How to compute the variance explained by pairwise and higher order interactions between every pair of sites
In this example, we do an finer aggregation and separate the variance explained by pairwise and higher order interactions between pairs of sites on the upper and lower triangular parts of the heatmap representation.
[88]:
pairs_pw = sds.calc_site_pairs_variance_perc(v_U_vcs.loc[v_U_vcs['k'] == 2, :])
pairs_ho = sds.calc_site_pairs_variance_perc(v_U_vcs, min_k=3)
m_bottom = pairs_pw.pivot(index="site1", columns="site2", values="variance_perc")
m_bottom = m_bottom.reindex(ticks).T.reindex(ticks).fillna(0)

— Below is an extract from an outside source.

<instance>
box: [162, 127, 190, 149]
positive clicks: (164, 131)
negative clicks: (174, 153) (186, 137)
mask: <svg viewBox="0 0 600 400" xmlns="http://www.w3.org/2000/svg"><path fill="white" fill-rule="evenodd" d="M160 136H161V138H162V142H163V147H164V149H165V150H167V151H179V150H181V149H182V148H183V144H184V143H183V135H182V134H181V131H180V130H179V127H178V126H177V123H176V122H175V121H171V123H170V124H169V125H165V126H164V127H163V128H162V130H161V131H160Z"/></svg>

m_top = pairs_ho.pivot(index='site1', columns='site2', values='variance_perc')
m_top = m_top.reindex(ticks).T.reindex(ticks).fillna(0).T
m = m_top + m_bottom
m
[88]:
| site2 | 0 | 1 | 2 | 3 | 4 | 5 | 6 | 7 | 8 |
|---|---|---|---|---|---|---|---|---|---|
| site1 | |||||||||
| 0 | 0.000000 | 20.235400 | 19.297067 | 12.736994 | 8.528527 | 7.706634 | 5.887429 | 4.593244 | 3.814681 |
| 1 | 8.562998 | 0.000000 | 28.937652 | 22.225871 | 13.779223 | 9.638418 | 7.624355 | 5.565630 | 4.245642 |
| 2 | 9.734242 | 13.710318 | 0.000000 | 28.779777 | 20.837386 | 13.780875 | 7.749691 | 5.786126 | 4.398405 |
| 3 | 1.380292 | 9.409153 | 6.562947 | 0.000000 | 31.867450 | 23.175051 | 12.769771 | 6.189255 | 5.449330 |
| 4 | 1.371878 | 2.865711 | 4.951972 | 7.331872 | 0.000000 | 31.061032 | 19.615363 | 10.645316 | 6.161446 |
| 5 | 1.202204 | 1.320697 | 2.437803 | 3.856483 | 4.213326 | 0.000000 | 21.838515 | 13.053678 | 7.791366 |
| 6 | 1.367760 | 1.333584 | 0.959993 | 1.554637 | 3.281415 | 1.401816 | 0.000000 | 13.716746 | 7.937204 |
| 7 | 0.635882 | 0.887281 | 0.527592 | 0.344046 | 1.860773 | 1.435976 | 1.094349 | 0.000000 | 9.259406 |
| 8 | 0.129675 | 0.408224 | 0.274862 | 0.711385 | 0.446727 | 1.349362 | 0.584660 | 0.498108 | 0.000000 |
[89]:
fig, axes = plt.subplots(1, 1, figsize=(4, 4))
im = axes.imshow(
m,
cmap="Greys",
vmin=0,
)
axes.set(
xticks=ticks,
xlabel="Site 1",
yticks=ticks,
xticklabels=positions,
yticklabels=positions,
ylabel="Site 2",
aspect="equal",
)
plt.colorbar(im, shrink=0.6, label="% variance explained")
fig.tight_layout()
Overall, this summary plots show that positions in the Shine-Dalgarno sequence tend to interact mostly with adjacent positions. Moreover, higher order interactions can involve sites that are further appart from each other in the primary sequence.